Modern product analytics platforms must process billions of events while still delivering low-latency queries for dashboards, funnels, and retention analysis. PostHog addresses this requirement by building its analytics engine on top of ClickHouse, a column-oriented OLAP database designed for large-scale analytical workloads.

This article focuses exclusively on how ClickHouse is used within PostHog, from data modeling to operational considerations.


Why ClickHouse Was Chosen

ClickHouse is optimized for:

  • High-volume inserts
  • Columnar storage with compression
  • Fast aggregations over large datasets
  • Horizontal scalability via sharding and replication

These characteristics align well with PostHog’s core workload: append-only event ingestion followed by heavy analytical queries such as funnels, trends, and cohort analysis.


Data Stored in ClickHouse

In PostHog, ClickHouse is responsible for storing event data, which represents user actions such as page views, button clicks, or custom business events.

Key characteristics:

  • Events are append-only
  • Updates and deletes are avoided at row level
  • Data is queried primarily through scans and aggregations

PostHog abstracts the physical schema from end users, but internally events are stored in distributed ClickHouse tables backed by sharded local tables.


Query Layer: HogQL on Top of ClickHouse

Direct SQL access to ClickHouse is possible in self-hosted deployments, but PostHog strongly encourages the use of HogQL, its own query language.

HogQL:

  • Compiles to ClickHouse SQL
  • Enforces team-level isolation
  • Abstracts schema complexity
  • Preserves forward compatibility with schema changes

This design allows PostHog to evolve its internal ClickHouse schema without breaking user queries.


Performance Considerations

PostHog’s ClickHouse usage follows several core OLAP principles:

  • Denormalization over joins
    Joins on large event tables are minimized to avoid performance degradation.
  • Partition-friendly retention
    Data retention is applied at partition or table level rather than row-by-row deletes.
  • Batch inserts
    Events are ingested in batches to reduce part fragmentation and merge pressure.

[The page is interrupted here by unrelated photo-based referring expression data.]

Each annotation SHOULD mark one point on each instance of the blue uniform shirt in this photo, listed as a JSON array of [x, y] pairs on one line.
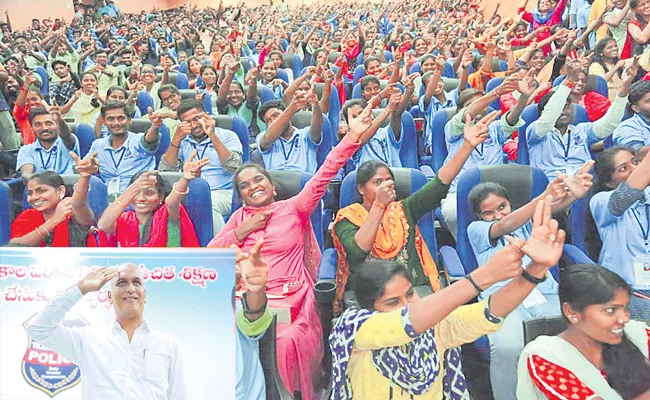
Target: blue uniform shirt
[[295, 154], [126, 161], [478, 233], [214, 173], [633, 132], [382, 146], [56, 159], [622, 236]]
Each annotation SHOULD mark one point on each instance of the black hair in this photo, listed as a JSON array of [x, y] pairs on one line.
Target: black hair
[[368, 169], [257, 167], [372, 278], [269, 105], [603, 171], [369, 79], [351, 103], [626, 368], [482, 191], [37, 111], [114, 105], [189, 104]]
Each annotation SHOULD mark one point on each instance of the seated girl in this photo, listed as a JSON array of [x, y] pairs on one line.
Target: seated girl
[[621, 210], [382, 228], [293, 259], [154, 220], [601, 354], [400, 346], [490, 202], [54, 219]]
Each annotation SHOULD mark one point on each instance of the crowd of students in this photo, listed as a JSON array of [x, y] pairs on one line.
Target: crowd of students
[[564, 88]]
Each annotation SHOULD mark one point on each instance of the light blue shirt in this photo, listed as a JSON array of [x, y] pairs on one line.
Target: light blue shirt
[[633, 132], [434, 106], [295, 154], [126, 161], [622, 236], [214, 173], [478, 233], [382, 146], [56, 159]]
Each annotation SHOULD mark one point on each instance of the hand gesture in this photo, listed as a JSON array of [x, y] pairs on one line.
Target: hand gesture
[[253, 269], [86, 167], [544, 246], [95, 279], [192, 168], [63, 210], [156, 118], [386, 193], [477, 133]]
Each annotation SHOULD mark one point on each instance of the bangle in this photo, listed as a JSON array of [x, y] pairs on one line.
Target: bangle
[[532, 279], [181, 193], [471, 280]]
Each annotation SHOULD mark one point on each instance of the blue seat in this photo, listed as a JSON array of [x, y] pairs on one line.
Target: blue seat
[[288, 184], [334, 114], [594, 82], [356, 91], [45, 83], [144, 101], [85, 135], [97, 195], [5, 214], [198, 204], [142, 125], [237, 125], [302, 119], [490, 86], [529, 115]]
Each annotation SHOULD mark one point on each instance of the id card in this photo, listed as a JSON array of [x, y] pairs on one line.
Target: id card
[[535, 298], [642, 270]]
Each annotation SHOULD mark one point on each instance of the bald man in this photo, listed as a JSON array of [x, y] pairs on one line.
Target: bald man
[[127, 361]]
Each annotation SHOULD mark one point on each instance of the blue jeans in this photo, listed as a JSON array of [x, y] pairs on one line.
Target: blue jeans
[[507, 343]]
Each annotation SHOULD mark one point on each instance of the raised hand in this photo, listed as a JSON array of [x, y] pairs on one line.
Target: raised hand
[[192, 167], [86, 167], [544, 246], [95, 279], [477, 133]]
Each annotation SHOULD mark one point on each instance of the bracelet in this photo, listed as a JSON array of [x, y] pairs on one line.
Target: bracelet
[[181, 193], [471, 280], [532, 279]]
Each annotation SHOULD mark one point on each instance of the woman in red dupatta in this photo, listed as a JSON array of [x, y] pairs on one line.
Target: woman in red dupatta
[[54, 219], [155, 220]]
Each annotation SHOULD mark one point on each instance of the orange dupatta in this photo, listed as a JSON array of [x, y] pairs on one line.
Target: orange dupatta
[[391, 239]]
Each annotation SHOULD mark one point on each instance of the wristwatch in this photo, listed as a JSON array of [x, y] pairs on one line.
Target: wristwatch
[[247, 309]]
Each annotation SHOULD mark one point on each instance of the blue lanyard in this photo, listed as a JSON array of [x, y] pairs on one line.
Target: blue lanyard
[[46, 165], [383, 151], [567, 147], [196, 147], [291, 146], [117, 164], [644, 231]]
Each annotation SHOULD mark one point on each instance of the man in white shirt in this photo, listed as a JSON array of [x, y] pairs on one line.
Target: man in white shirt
[[127, 361]]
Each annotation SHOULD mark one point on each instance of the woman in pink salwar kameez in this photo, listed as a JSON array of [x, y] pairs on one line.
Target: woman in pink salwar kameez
[[292, 254]]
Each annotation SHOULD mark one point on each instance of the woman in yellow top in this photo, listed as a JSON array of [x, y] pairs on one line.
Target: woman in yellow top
[[398, 346]]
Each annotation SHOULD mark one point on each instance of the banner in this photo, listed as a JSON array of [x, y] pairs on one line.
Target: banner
[[188, 296]]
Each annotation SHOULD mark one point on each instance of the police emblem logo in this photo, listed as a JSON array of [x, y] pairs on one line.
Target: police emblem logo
[[46, 370]]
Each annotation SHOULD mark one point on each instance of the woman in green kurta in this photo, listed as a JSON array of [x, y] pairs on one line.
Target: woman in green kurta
[[382, 228]]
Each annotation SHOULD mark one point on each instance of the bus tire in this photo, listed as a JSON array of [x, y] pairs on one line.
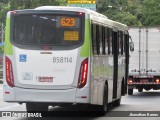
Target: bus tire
[[34, 107], [103, 108], [130, 91], [117, 102], [140, 89]]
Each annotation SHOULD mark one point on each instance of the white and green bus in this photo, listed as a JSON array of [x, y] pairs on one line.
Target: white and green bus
[[56, 55]]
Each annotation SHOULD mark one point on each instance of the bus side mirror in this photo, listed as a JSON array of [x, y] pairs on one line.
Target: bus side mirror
[[131, 46]]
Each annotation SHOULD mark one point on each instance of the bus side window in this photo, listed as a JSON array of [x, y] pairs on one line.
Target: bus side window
[[104, 43], [121, 42], [100, 40], [94, 37], [107, 41], [111, 40]]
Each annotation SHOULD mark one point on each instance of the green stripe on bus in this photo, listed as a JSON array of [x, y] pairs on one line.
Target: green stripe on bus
[[8, 49], [85, 49]]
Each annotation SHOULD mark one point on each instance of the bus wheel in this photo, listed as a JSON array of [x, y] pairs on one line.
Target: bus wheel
[[130, 91], [33, 107], [140, 89], [103, 108], [117, 102]]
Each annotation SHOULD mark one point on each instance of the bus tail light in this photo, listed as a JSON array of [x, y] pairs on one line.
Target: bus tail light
[[9, 72], [83, 74]]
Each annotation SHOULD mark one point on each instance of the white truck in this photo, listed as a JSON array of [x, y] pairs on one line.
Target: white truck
[[144, 67]]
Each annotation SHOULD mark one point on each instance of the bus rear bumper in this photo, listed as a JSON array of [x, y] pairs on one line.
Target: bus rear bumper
[[22, 95]]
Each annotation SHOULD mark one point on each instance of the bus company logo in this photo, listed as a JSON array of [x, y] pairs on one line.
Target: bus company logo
[[23, 58]]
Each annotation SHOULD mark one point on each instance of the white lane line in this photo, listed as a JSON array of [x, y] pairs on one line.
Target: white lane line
[[3, 108]]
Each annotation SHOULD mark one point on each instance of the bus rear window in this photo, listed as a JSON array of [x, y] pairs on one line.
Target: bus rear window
[[51, 29]]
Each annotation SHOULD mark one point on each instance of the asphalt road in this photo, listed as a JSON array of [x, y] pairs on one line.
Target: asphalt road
[[138, 104]]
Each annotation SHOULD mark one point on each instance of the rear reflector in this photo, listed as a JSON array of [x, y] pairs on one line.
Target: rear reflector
[[9, 72], [83, 74]]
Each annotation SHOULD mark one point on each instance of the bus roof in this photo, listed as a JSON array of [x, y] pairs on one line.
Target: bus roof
[[95, 16]]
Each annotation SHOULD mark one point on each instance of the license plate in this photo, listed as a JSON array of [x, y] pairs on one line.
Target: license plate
[[45, 79], [144, 80]]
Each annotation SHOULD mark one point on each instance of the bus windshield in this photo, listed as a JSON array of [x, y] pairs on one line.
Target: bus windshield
[[46, 29]]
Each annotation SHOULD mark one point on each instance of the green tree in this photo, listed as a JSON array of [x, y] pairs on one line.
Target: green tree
[[151, 13]]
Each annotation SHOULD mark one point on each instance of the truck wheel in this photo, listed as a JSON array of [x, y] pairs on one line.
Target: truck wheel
[[130, 91], [103, 108], [33, 107], [140, 89]]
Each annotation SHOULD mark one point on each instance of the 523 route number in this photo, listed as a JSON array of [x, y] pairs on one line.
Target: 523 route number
[[62, 60]]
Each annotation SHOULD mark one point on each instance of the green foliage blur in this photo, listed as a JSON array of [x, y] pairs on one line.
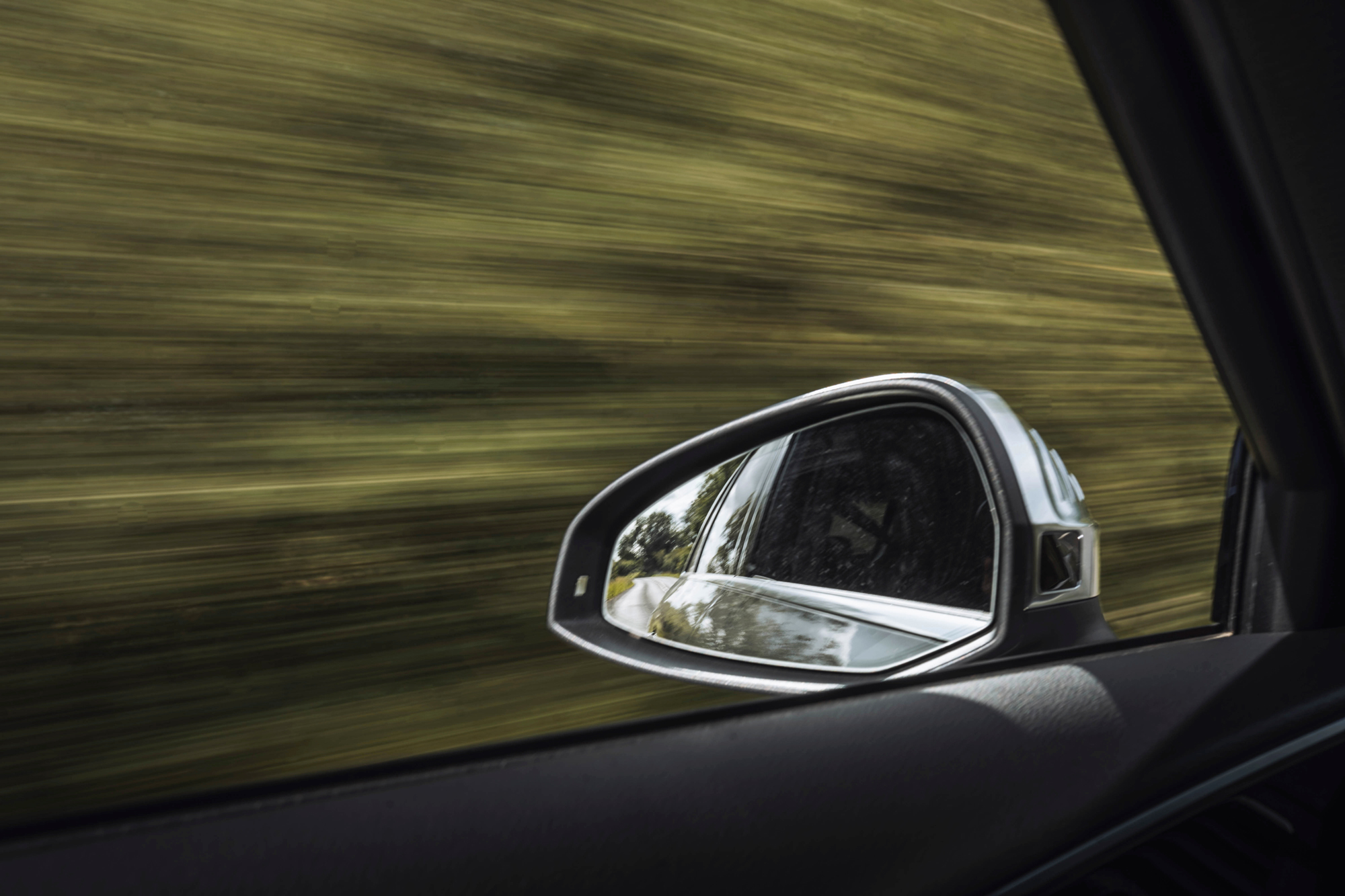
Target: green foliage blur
[[322, 319]]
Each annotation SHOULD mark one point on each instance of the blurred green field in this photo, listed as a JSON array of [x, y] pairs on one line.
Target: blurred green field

A notable optimization is the historical use of “persons on events” to reduce expensive joins between user and event tables.


Operational Responsibilities in Self-Hosted Deployments

When self-hosting PostHog, ClickHouse becomes the most critical component to operate correctly.

Key operational areas:

  • Monitoring system.query_log for slow or memory-heavy queries
  • Observing system.parts and merge activity
  • Managing disk usage and compression
  • Configuring backups using ClickHouse native BACKUP/RESTORE

What ClickHouse Is Not Used For

It is important to clarify that ClickHouse in PostHog is not responsible for:

  • Transactional metadata (handled by PostgreSQL)
  • Binary session replay blobs (stored in object storage such as S3 or MinIO)
  • Real-time stateful coordination (handled by Redis and Kafka)

ClickHouse is used strictly as the analytical engine.


Conclusion

ClickHouse is the backbone of PostHog’s analytics capabilities. Its columnar design, compression, and query speed make it well-suited for large-scale event analytics. PostHog’s architecture leverages ClickHouse’s strengths while mitigating its limitations through append-only modeling, query abstraction (HogQL), and careful operational practices.

For teams evaluating PostHog or operating it at scale, understanding ClickHouse is essential—not as a general database, but as a purpose-built analytical engine.